Mind42 is a free online web application that has an incredible collection of features.  You can collaborate with multiple users in real time, and see what people are doing right on the screen in front of you.  You can communicate with them using a chat feature.  The interface is relatively simple.  You can grab images off the web and easily insert them in your work. 

These are all the options, it seems to me, you’d want to include in an ideal application that, for example, “sister classes” separated by a wide geographical distance could use in joint projects.

However, there is one problem.

I can’t quite figure out what students would create that would be useful.

Mind 42 is what I guess is called a “Mindmapping” tool.  Believe me, I have my students, both mainstream and English Language Learners, use graphic organizers all the time.  They’re great.  I just don’t quite understand what is gained, though, by doing this stuff online. 

I’ve posted about Gliffy, another online mindmapping tool.   My English Language Learner students have been able to use that tool to create nifty floor plans, at least, but you can’t do that with Mind42.
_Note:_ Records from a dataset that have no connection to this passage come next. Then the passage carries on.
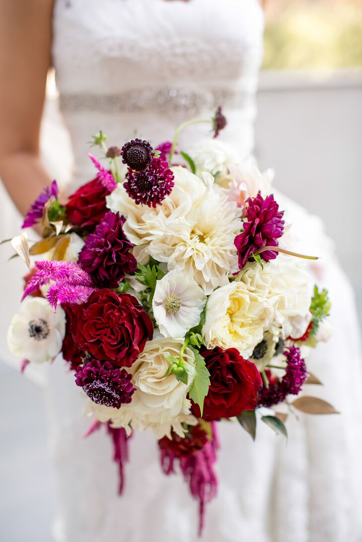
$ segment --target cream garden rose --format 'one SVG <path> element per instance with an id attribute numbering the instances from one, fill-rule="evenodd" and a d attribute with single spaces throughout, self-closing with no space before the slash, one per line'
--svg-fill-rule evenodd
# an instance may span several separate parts
<path id="1" fill-rule="evenodd" d="M 183 423 L 197 423 L 190 412 L 190 402 L 186 396 L 193 382 L 188 376 L 187 385 L 179 382 L 171 373 L 164 378 L 170 365 L 165 354 L 178 357 L 183 344 L 180 339 L 158 337 L 146 343 L 143 352 L 127 370 L 132 373 L 136 388 L 132 402 L 120 409 L 110 408 L 92 403 L 88 412 L 101 422 L 111 421 L 115 427 L 126 427 L 144 431 L 153 429 L 157 438 L 171 438 L 173 430 L 183 436 Z M 189 348 L 183 354 L 184 362 L 195 366 L 195 356 Z"/>
<path id="2" fill-rule="evenodd" d="M 243 282 L 223 286 L 207 301 L 202 332 L 206 346 L 236 348 L 243 357 L 250 357 L 274 315 L 267 296 L 249 291 Z"/>
<path id="3" fill-rule="evenodd" d="M 310 322 L 310 292 L 313 284 L 304 262 L 280 254 L 264 263 L 249 262 L 236 279 L 257 295 L 267 298 L 274 307 L 271 331 L 278 337 L 302 337 Z"/>

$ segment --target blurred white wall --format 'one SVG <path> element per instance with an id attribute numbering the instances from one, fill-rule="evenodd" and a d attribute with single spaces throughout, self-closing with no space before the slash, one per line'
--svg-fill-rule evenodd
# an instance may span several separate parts
<path id="1" fill-rule="evenodd" d="M 362 70 L 262 72 L 258 105 L 261 168 L 323 218 L 362 320 Z"/>

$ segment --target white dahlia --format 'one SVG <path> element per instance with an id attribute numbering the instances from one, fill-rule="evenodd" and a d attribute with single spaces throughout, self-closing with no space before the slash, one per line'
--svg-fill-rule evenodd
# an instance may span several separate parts
<path id="1" fill-rule="evenodd" d="M 266 295 L 249 291 L 243 282 L 230 282 L 215 290 L 207 301 L 202 331 L 206 346 L 236 348 L 249 358 L 274 315 Z"/>
<path id="2" fill-rule="evenodd" d="M 280 254 L 264 263 L 264 268 L 249 262 L 236 279 L 250 291 L 266 296 L 274 307 L 271 331 L 275 337 L 298 338 L 304 335 L 312 315 L 309 312 L 313 284 L 304 262 Z"/>
<path id="3" fill-rule="evenodd" d="M 8 332 L 9 349 L 33 363 L 49 362 L 59 353 L 65 335 L 65 313 L 54 313 L 43 298 L 27 298 Z"/>
<path id="4" fill-rule="evenodd" d="M 215 175 L 231 164 L 240 162 L 240 156 L 231 145 L 220 139 L 202 139 L 189 154 L 196 166 L 198 175 L 204 171 Z"/>
<path id="5" fill-rule="evenodd" d="M 168 268 L 193 277 L 207 295 L 227 284 L 238 268 L 234 240 L 242 227 L 240 214 L 218 186 L 210 187 L 187 215 L 187 233 L 167 240 L 173 248 Z"/>
<path id="6" fill-rule="evenodd" d="M 165 337 L 184 337 L 197 326 L 206 298 L 194 279 L 176 269 L 158 280 L 152 302 L 154 316 Z"/>

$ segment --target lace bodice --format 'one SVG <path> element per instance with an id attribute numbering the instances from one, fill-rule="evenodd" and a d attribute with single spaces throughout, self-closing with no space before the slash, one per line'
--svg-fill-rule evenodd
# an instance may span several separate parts
<path id="1" fill-rule="evenodd" d="M 75 183 L 92 171 L 87 141 L 99 129 L 112 144 L 135 131 L 157 144 L 185 118 L 209 116 L 218 105 L 229 120 L 224 138 L 242 154 L 251 150 L 262 54 L 258 0 L 57 0 L 53 27 Z"/>

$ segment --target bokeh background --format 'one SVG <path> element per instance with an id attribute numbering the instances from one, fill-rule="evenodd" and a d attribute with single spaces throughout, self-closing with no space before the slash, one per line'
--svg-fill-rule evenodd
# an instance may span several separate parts
<path id="1" fill-rule="evenodd" d="M 323 218 L 362 320 L 362 0 L 265 3 L 256 154 L 261 169 L 275 168 L 280 190 Z M 55 154 L 69 145 L 60 128 L 51 72 L 48 94 L 42 148 L 51 171 Z M 70 166 L 65 160 L 59 178 Z M 21 217 L 14 220 L 1 184 L 0 210 L 0 239 L 11 237 Z M 8 263 L 11 253 L 9 246 L 0 246 L 1 265 L 11 265 L 14 276 L 2 288 L 2 322 L 10 320 L 22 287 L 23 264 Z M 0 363 L 0 540 L 49 542 L 56 481 L 48 453 L 43 379 L 31 370 L 28 378 L 20 375 L 5 335 L 2 326 L 0 360 L 7 363 Z"/>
The only way I could think of using it with my students would be as a communication tool with a sister class we hope to have in our study of government.  I can see my class and a class in another country using Mind42 to create diagrams of how our respective governments operate — that could be fun and educational.  Other than that, though, I’m stumped. 

I’m more than open to ideas, though.  As I wrote earlier, the “parts” of Mind42 are great for online collaboration.  I just have some questions about the “whole” that’s created.

I’ve placed the link on my Examples of Student Work page under Student Mindmaps.